Russia’s Economy Targeted

The Russian labor market as well as its overall economy are also at risk. Following the invasion, the EU, US and UK approved wide-ranging sanctions [8] against Russia, which they steadily increased over the following days. On Feb. 26, they announced certain Russian banks would be removed from the SWIFT messaging system, which facilitates trillions of dollars of international payments between institutions. While intended to spare Russia’s oil and gas exports, the sanctions “will severely damage the Russian economy and markedly constrain its ability to import and export goods,” according to the Associated Press.

Russian tech companies are poised to suffer from the sanctions, which could reduce their access to critical technologies, according to Dow Jones.

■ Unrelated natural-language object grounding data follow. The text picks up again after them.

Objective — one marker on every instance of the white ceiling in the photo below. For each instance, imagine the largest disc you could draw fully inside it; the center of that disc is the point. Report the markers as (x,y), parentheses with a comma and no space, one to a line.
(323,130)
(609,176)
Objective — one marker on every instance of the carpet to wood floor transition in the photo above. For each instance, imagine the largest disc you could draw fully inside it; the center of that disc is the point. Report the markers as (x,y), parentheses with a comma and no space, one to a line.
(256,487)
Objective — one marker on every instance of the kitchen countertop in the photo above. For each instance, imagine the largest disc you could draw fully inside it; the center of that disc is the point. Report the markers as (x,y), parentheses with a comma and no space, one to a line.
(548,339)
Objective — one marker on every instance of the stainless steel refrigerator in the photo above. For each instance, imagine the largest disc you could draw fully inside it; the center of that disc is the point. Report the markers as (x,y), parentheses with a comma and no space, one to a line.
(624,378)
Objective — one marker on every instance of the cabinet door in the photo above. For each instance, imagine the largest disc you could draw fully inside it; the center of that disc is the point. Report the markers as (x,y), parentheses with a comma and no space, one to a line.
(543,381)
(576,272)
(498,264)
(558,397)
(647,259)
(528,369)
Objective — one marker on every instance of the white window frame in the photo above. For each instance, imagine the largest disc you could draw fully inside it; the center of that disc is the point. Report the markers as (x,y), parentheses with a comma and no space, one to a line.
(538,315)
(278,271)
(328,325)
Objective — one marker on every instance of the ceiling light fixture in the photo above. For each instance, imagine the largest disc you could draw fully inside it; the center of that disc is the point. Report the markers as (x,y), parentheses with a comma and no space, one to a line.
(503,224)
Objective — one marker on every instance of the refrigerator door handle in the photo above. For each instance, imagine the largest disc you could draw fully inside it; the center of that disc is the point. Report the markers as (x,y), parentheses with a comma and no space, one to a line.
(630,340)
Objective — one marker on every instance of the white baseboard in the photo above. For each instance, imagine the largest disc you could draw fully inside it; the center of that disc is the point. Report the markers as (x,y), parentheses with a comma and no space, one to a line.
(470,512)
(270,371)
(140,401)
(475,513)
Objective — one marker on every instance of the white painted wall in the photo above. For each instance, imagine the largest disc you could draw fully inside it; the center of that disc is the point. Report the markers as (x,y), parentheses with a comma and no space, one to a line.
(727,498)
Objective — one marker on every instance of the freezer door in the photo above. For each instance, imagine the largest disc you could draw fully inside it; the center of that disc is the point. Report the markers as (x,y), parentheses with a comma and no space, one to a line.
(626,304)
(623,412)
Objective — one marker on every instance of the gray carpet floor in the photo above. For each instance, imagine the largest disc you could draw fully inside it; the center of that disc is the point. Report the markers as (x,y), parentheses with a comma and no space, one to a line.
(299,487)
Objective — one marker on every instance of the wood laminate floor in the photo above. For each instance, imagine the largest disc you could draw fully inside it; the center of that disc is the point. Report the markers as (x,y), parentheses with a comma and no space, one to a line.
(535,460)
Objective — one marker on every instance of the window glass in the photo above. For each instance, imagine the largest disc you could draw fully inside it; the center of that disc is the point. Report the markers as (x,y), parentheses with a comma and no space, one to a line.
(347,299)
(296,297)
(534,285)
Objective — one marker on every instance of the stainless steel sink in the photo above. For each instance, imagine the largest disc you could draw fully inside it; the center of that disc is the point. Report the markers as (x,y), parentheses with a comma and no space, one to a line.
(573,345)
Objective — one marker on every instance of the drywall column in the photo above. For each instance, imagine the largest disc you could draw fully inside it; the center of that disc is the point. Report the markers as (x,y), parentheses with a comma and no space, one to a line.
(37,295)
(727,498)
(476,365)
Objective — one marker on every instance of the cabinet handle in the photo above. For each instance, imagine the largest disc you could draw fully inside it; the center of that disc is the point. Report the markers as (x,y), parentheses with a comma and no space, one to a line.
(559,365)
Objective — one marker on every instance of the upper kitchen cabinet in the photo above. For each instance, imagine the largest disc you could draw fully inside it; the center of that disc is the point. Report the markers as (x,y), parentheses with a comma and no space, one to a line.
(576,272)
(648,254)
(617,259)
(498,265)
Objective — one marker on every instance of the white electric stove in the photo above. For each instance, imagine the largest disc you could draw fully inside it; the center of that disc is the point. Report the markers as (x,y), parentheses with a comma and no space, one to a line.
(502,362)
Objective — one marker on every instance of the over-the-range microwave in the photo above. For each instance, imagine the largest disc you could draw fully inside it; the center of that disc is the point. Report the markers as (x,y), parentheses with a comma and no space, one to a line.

European Commission President Ursula von der Leyen said that sanctions will hit “strategic sectors of the Russian economy,” by blocking access to technologies and markets in response to Russia’s attack on Ukraine.

In September 2020, the commission published its New Pact on Migration and Asylum, a mechanism for attracting skills and talent to the EU. The New Pact proposed adopting the blue card directive, by which it aims to attract as well as retain qualified workers, in particular those that are needed in the sectors that are facing skills shortages.

In 2014, when Russia seized and annexed Crimea, Ukraine’s pro-Russian President Viktor Yanukovych was also ousted and the economy of Ukraine took a hard hit [9]. In 2020, Ukraine’s unemployment rate stood at 9.48%.

SIA’s report on the Ukrainian market [10] for European and global corporate members showed that the country’s staffing market saw strong growth since the country’s last economic downturn in 2013. However, since then, the country has faced the Covid-19 pandemic and now the war.


The information in this article is the latest available at press time.